Weight gain is positively correlated with perilymphatic inflammation
Previous studies have shown that the negative effects of obesity on the vascular system are strongly correlated with perivascular inflammation (Greenstein et al. 2009; Ketonen et al. 2010; Iantorno et al. 2014). For example, it is well known that perivascular inflammatory responses in obesity increase endothelial dysfunction, mediate atherosclerosis and modulate vascular responsiveness (Berg and Scherer 2005; Mauricio et al. 2013; Prieto et al. 2014; Van de Voorde et al. 2014). Consistent with these reports, we found that increasing weight gain had a positive correlation with perilymphatic accumulation of inflammatory cells (cells within a radius of 50 μm) as assessed with co‐localization of CD45 (a pan‐leukocyte marker) and LYVE‐1 (a lymphatic vessel marker; n = 20, r = 0.9872, P < 0.0005; Fig. 2 A, B). Because inflammatory cells are a major source of iNOS and nitric oxide (NO) is a known regulator of collecting lymphatic pumping (Scallan et al. 2015), we next analysed perilymphatic expression of iNOS as a function of increasing weight gain. This analysis, similar to our findings with perilymphatic inflammation, demonstrated a marked accumulation of iNOS+ cells clustering around lymphatic vessels in obese animals and a strong positive correlation with weight gain (n = 20, r = 0.9986, P < 0.0001; Fig. 2 C, D).
Calorie restriction results in rapid weight loss and decreased adipose tissue deposition
We next sought to determine whether diet‐induced weight loss could reverse the pathological effects of obesity on the lymphatic system. To accomplish this goal, male C57BL/6J mice were fed a HFD ad libitum until they reached a minimum weight of 40 g.
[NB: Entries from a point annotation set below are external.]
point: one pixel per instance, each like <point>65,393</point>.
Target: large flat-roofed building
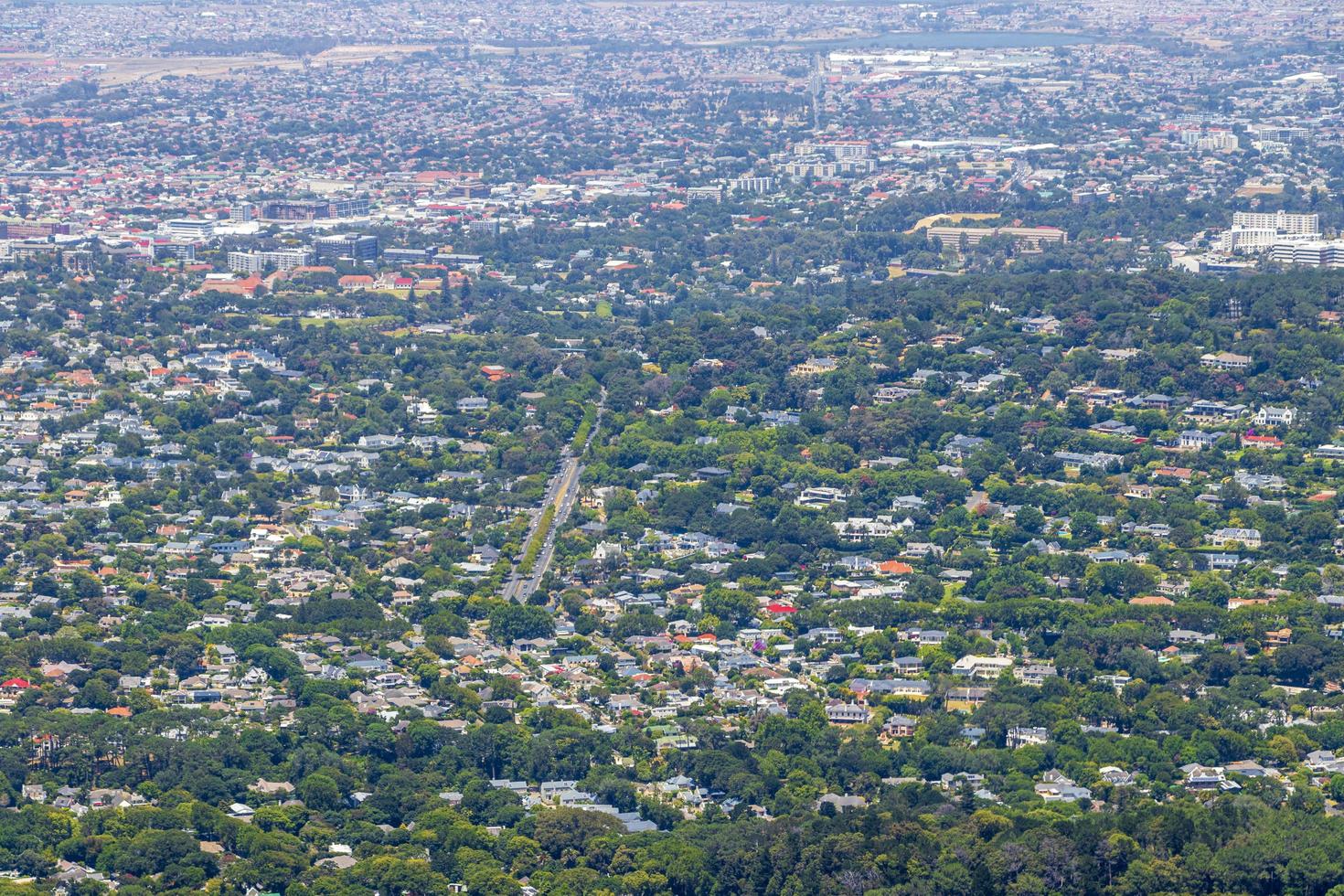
<point>190,229</point>
<point>1261,231</point>
<point>1023,237</point>
<point>1310,252</point>
<point>1281,220</point>
<point>360,248</point>
<point>276,260</point>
At this point, a group of obese animals was randomly chosen and switched to a NCD for an additional 8 weeks (hereafter ‘weight loss mice’) while the remaining mice were maintained on a HFD for the duration of the experiment (hereafter ‘obese mice’). Age matched control animals were maintained on a NCD for the entire experiment (hereafter ‘lean mice’).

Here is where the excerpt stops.